School of Materials Science and Engineering, State Key Laboratory of Silicon Materials, Zhejiang University, Hangzhou 310027, China.
School of Materials Science and Engineering, State Key Laboratory of Silicon Materials, Zhejiang University, Hangzhou 310027, China; The Affiliated Stomatologic Hospital, School of Medicine, Zhejiang University, Hangzhou 310003, China.
Acta Biomater. 2018 Apr 15;71:49-60. doi: 10.1016/j.actbio.2018.03.009. Epub 2018 Mar 15.
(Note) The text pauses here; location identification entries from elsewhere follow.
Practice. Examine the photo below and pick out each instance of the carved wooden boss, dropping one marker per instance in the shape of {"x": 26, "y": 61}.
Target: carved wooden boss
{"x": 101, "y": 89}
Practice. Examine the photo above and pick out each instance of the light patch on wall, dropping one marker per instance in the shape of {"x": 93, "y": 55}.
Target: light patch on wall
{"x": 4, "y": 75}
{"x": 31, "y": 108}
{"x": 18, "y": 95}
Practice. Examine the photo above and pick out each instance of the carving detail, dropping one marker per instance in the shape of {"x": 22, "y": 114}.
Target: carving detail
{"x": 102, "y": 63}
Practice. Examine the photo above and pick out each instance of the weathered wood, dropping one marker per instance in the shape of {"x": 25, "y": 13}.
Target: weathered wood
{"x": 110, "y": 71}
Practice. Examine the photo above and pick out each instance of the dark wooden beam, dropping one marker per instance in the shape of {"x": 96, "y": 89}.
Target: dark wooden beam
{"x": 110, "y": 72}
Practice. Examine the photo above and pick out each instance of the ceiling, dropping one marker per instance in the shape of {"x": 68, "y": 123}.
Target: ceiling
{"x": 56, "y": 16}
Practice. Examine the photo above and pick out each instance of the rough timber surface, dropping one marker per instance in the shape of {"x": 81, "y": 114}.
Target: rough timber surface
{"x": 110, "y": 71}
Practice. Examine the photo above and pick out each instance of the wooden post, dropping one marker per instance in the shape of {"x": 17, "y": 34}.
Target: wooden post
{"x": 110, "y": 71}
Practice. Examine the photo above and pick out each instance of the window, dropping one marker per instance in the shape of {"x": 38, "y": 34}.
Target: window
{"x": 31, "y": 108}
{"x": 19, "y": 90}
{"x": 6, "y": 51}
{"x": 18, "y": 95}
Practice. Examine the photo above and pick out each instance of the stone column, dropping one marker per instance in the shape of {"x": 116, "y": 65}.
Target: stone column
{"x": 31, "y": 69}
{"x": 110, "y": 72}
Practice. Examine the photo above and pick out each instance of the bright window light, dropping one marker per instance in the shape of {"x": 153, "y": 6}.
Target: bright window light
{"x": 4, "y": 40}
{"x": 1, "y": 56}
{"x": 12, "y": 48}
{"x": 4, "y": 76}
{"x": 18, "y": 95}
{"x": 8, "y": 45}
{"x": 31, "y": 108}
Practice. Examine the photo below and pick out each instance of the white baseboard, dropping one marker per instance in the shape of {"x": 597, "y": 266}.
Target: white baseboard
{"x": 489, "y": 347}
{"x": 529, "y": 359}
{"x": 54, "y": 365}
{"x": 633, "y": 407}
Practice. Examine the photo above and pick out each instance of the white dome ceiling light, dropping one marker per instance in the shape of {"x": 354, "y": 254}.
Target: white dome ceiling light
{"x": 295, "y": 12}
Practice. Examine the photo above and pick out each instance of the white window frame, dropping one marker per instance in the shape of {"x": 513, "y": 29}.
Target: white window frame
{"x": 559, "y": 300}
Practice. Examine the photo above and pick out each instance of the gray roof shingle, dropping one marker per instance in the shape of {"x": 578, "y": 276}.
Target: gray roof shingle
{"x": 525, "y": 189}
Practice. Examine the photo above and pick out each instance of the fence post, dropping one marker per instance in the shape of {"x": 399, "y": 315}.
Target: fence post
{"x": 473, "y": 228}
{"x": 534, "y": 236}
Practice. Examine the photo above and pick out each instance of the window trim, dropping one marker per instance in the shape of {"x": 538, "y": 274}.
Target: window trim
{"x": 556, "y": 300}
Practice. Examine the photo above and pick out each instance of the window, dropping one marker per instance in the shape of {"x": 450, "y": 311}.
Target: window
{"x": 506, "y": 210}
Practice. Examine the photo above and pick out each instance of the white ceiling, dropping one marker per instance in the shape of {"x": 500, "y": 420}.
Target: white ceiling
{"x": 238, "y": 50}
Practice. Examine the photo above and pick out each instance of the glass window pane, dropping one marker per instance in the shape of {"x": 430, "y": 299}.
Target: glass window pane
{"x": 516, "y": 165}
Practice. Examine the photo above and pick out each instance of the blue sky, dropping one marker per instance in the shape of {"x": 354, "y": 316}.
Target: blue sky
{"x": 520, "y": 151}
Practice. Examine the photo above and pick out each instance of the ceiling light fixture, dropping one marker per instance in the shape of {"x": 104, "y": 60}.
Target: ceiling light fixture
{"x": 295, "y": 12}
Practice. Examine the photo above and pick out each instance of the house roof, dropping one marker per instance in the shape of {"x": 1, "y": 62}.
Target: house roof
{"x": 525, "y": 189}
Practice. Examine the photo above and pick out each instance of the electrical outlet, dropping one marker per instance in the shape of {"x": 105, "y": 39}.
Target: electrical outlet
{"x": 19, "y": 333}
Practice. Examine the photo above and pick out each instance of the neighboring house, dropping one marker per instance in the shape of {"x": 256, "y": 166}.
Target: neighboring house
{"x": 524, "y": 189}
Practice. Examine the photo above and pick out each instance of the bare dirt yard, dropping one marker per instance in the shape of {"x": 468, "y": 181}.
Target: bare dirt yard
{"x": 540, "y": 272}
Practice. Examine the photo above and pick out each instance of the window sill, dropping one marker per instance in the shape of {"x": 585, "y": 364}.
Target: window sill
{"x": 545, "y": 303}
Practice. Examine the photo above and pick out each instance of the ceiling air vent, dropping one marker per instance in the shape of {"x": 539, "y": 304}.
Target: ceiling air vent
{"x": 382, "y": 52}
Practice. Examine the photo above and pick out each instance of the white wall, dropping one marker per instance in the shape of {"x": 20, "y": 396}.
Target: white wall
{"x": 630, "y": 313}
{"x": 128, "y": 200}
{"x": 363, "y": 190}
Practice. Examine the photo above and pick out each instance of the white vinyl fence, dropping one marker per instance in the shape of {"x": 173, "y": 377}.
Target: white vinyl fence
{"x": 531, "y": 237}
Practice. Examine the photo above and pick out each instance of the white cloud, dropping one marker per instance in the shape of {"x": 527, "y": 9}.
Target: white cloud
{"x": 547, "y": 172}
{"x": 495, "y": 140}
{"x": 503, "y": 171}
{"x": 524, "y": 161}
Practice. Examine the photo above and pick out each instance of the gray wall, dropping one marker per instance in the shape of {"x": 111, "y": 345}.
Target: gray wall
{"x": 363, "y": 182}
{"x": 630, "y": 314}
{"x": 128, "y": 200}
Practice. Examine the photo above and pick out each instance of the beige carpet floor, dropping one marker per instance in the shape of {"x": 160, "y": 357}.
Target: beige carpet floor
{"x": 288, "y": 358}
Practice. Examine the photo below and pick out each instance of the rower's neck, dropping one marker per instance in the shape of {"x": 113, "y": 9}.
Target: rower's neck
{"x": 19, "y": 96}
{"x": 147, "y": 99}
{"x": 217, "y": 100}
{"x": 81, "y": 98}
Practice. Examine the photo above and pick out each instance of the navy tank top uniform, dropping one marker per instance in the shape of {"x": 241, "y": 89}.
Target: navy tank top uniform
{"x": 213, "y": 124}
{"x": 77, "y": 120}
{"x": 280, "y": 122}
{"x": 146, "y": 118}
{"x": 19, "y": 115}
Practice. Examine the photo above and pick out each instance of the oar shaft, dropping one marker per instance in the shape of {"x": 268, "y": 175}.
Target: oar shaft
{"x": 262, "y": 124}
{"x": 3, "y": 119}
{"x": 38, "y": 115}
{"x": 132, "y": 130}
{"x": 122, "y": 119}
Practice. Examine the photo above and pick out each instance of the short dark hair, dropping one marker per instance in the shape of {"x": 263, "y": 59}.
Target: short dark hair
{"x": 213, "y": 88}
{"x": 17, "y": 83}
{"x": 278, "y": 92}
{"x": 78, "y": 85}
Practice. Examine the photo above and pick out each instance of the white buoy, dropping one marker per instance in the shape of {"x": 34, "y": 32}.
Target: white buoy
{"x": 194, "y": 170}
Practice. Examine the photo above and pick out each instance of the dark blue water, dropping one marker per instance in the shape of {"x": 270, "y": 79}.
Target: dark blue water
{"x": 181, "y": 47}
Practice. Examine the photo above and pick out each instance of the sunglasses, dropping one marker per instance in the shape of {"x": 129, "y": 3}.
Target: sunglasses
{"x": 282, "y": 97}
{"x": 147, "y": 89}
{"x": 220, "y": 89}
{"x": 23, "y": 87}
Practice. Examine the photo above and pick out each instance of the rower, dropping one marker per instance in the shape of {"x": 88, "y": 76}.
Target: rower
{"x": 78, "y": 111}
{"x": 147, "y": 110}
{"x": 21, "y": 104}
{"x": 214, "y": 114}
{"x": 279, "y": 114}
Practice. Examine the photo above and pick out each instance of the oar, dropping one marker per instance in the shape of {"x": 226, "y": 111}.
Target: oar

Mechanical stimuli at the bone-implant interface are considered to activate the mechanotransduction pathway of the cell to improve the initial osseointegration establishment and to guarantee clinical success of the implant. However, control of the mechanical stimuli at the bone-implant interface still remains a challenge. In this study, we have designed a strategy of a magnetically responsive coating on which the mechanical stimuli is controlled because of coating deformation under static magnetic field (SMF). The iron oxide nanoparticle/mineralized collagen (IOP-MC) coatings were electrochemically codeposited on titanium substrates in different quantities of IOPs and distributions; the resulting coatings were verified to possess swelling behavior with flexibility same as that of hydrogel. The relative quantity of IOP to collagen and the IOP distribution in the coatings were demonstrated to play a critical role in mediating cell behavior. The cells present on the outer layer of the distributed IOP-MC (O-IOP-MC) coating with a mass ratio of 0.67 revealed the most distinct osteogenic differentiation activity being promoted, which could be attributed to the maximized mechanical stimuli with exposure to SMF. Furthermore, the enhanced osteogenic differentiation of the stimulated MC3T3-E1 cells originated from magnetically actuated mechanotransduction signaling pathway, embodying the upregulated expression of osteogenic-related and mechanotransduction-related genes. This work therefore provides a promising strategy for implementing mechanical stimuli to activate mechanotransduction on the bone-implant interface and thus to promote osseointegration.
The magnetically actuated coating is designed to produce mechanical stimuli to cells for promoting osteogenic differentiation based on the coating deformation. Iron oxide nanoparticles (IOPs) were incorporated into the mineralized collagen coatings (MC) forming the composite coatings (IOP-MC) with spatially distributed IOPs, and the IOP-MC coatings with outer distributed IOPs (O-IOPs-MC) shows the maximized mechanical stimuli to cells with enhanced osteogenic differentiation under static magnetic field. The upregulated expression of the associated genes reveals that the enabled mechanotransduction signaling pathway is responsible for the promoted cellular osteogenic differentiation. This work therefore provides a promising strategy for implementing mechanical stimuli to activate mechanotransduction on the bone-implant interface to promote osseointegration.
被认为在骨-植入物界面处的机械刺激会激活细胞的机械转导途径,以改善初始骨整合的建立并保证植入物的临床成功。然而,对骨-植入物界面处的机械刺激的控制仍然是一个挑战。在这项研究中,我们设计了一种磁响应涂层策略,该策略可通过静态磁场(SMF)下的涂层变形来控制机械刺激。在不同数量的 IOP 和分布的情况下,将氧化铁纳米颗粒/矿化胶原(IOP-MC)涂层通过电化学共沉积在钛基底上;结果表明,所得涂层具有与水凝胶相同的柔韧性的溶胀行为。涂层中 IOP 与胶原的相对数量和 IOP 分布在调节细胞行为方面起着关键作用。具有 0.67 质量比的分布 IOP-MC(O-IOP-MC)涂层外层上的细胞表现出最明显的成骨分化活性,这归因于最大程度的机械刺激以及暴露于 SMF。此外,刺激的 MC3T3-E1 细胞的成骨分化增强源于磁驱动的机械转导信号通路,体现了成骨相关和机械转导相关基因的上调表达。因此,这项工作为在骨-植入物界面上实施机械刺激以激活机械转导并促进骨整合提供了一种有前途的策略。